An agent-based model is a computational model for simulating the actions and interactions of autonomous individuals (hereafter referred to as “agents”) in a network so as to assess their effects on the system as a whole. Agent-based models have been applied to such disparate fields as business (e.g., supply chain optimization,1 logistics, consumer behavior2), traffic congestion,2 infectious agents,3-6 social and financial policy,7 and the human immune system.8 In these and other applications, the system of interest is simulated by capturing the behavior of individual agents and their interactions. Agent-based models can be used to test how changes in the behaviors of individual agents will affect the system's overall behavior.
Agent-based models are built on microdata (i.e., data on individual agents), not on aggregated population summary data. Microdata—in which each data element is associated with a specific agent—allow researchers to specify and model important population characteristics and structures, such as family structure, that are derived from data on individuals. For example, microdata on a single household of four would contain information about the age, sex, and relationship of each individual to the household and to each other. This level of detailed structure could not be derived from aggregated population data.
The database described in this report was developed to support the infectious disease models of the Modeling of Infectious Disease Agents Study (MIDAS), funded by the National Institutes of Health (see www.midasmodels.org). These models are used to study the spread of infectious diseases through social contact. Cooley et al.,9 for example, used the synthesized population database in a model studying the spread of seasonal influenza in North Carolina. The simulation model predicted the spread of influenza by calculating probabilities of disease spread between individuals represented in the synthesized agent database. The synthesized agent database, along with the associated school and workplace assignments, provided the agents for the model and baseline data about how individuals may come into contact with each other at school or work. Figure 1 illustrates a portion of the model results. Specifically, it shows the percentage of persons who are ill on day 85 of a simulated influenza outbreak in central North Carolina. Yellow dots are low percentages, orange are medium, and red are high. The epidemic is concentrated in the western part of the study area.

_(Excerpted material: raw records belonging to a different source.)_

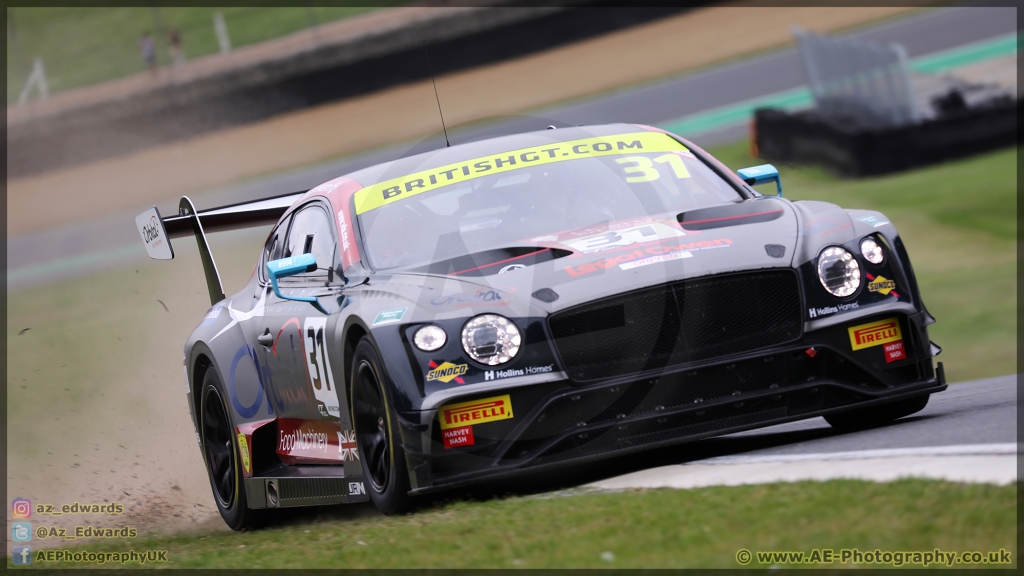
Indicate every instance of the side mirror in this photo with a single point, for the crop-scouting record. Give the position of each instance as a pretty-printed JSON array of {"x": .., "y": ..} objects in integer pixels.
[
  {"x": 761, "y": 175},
  {"x": 290, "y": 266}
]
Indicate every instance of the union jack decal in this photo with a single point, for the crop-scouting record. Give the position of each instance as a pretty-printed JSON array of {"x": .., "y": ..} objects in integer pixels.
[{"x": 347, "y": 447}]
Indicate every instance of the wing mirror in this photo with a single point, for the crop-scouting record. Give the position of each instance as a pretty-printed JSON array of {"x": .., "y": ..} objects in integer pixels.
[
  {"x": 761, "y": 175},
  {"x": 290, "y": 266}
]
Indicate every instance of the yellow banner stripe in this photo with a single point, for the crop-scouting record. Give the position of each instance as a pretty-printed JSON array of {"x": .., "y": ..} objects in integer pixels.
[{"x": 394, "y": 190}]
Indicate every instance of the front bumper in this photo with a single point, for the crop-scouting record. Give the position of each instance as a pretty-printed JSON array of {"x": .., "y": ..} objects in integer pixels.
[{"x": 563, "y": 422}]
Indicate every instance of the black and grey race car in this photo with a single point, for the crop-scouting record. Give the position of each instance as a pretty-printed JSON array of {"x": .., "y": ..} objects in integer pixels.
[{"x": 530, "y": 301}]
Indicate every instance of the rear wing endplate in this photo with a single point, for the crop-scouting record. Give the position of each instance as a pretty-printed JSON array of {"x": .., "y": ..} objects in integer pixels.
[{"x": 158, "y": 232}]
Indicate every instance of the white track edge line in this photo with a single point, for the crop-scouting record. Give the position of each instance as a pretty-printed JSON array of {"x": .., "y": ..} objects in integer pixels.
[{"x": 1009, "y": 448}]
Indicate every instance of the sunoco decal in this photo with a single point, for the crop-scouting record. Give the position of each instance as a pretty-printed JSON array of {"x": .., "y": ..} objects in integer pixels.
[
  {"x": 881, "y": 285},
  {"x": 476, "y": 412},
  {"x": 389, "y": 316},
  {"x": 876, "y": 333},
  {"x": 872, "y": 221},
  {"x": 462, "y": 436},
  {"x": 446, "y": 372},
  {"x": 394, "y": 190},
  {"x": 513, "y": 372}
]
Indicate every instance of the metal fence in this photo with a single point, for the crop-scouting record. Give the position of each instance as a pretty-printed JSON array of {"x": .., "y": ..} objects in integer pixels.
[
  {"x": 52, "y": 49},
  {"x": 858, "y": 81}
]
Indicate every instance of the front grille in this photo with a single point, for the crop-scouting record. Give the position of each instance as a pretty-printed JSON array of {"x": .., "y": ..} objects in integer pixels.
[{"x": 673, "y": 324}]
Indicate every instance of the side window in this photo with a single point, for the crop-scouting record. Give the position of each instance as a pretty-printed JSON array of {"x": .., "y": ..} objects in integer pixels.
[
  {"x": 272, "y": 249},
  {"x": 310, "y": 233}
]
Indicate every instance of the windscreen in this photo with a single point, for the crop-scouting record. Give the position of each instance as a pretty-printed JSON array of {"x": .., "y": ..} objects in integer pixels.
[{"x": 529, "y": 197}]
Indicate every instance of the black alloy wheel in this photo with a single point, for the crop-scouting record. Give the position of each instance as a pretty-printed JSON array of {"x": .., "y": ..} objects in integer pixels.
[
  {"x": 380, "y": 449},
  {"x": 221, "y": 453},
  {"x": 871, "y": 416},
  {"x": 217, "y": 445}
]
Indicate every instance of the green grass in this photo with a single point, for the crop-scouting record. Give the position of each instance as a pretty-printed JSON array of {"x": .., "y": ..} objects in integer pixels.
[
  {"x": 641, "y": 529},
  {"x": 958, "y": 221},
  {"x": 81, "y": 46}
]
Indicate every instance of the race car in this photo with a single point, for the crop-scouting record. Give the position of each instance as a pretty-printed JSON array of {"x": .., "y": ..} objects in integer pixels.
[{"x": 531, "y": 301}]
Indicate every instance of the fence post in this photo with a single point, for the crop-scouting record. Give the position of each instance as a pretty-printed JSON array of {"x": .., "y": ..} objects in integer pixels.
[
  {"x": 38, "y": 79},
  {"x": 221, "y": 29}
]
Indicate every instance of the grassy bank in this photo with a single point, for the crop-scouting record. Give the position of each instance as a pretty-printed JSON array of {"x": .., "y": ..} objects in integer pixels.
[
  {"x": 641, "y": 529},
  {"x": 958, "y": 221},
  {"x": 81, "y": 46}
]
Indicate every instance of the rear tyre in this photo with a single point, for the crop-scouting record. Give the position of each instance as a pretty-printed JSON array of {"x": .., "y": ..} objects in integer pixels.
[
  {"x": 377, "y": 433},
  {"x": 877, "y": 415},
  {"x": 223, "y": 462}
]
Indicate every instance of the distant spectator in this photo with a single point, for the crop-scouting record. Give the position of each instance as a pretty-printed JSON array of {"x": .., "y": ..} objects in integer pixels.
[
  {"x": 174, "y": 39},
  {"x": 148, "y": 52}
]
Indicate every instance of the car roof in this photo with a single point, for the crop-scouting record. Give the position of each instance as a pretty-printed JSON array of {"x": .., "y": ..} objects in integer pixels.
[{"x": 461, "y": 153}]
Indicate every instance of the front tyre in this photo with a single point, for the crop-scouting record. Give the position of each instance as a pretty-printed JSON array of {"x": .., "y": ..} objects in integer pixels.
[
  {"x": 221, "y": 451},
  {"x": 377, "y": 433},
  {"x": 877, "y": 415}
]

For models that depend on social interactions, aggregating people into settings that enhance the probability of interpersonal contact is especially important. Close interpersonal contact occurs in a limited number of settings, such as a households, workplaces, schools, or hospitals. The methods reported here result in a georeferenced population of households containing individuals with correct and appropriate age and sex demographics. The result is a synthetic population that reflects the actual population and household family relationships in different areas of the United States. We also developed a separate, related method to generate the locations of group quarters (military bases, college dormitories, prisons, and nursing homes) and their occupants, but it is not the focus of this paper. In addition, the synthetic population does not include the homeless: although the Census Bureau collected some data on the homeless population as part of the 2000 decennial Census, it was not considered a census of the homeless and the data are not reported within the general Census databases used to generate the synthesized population database described here.10
The synthesized population database contains a record for each household and separate records for each individual in the United States. All individual occupants are identified for any given household. Household characteristics, characteristics of each person, and the link between individuals and the households they belong to are maintained. Figure 2 shows a map of a portion of the geospatial database consisting of an area about 2 miles wide. The black dots represent the synthesized households in this area. The characteristics of a single household (highlighted in blue) are shown, as is the link between the household and its four occupants. The database contains the geographic location, household attributes, and data on the four persons who live in the household. If all of the households in a geospatial area (such as a census tract, county, or state) were aggregated, the resulting synthetic population would be consistent with the census data for that area.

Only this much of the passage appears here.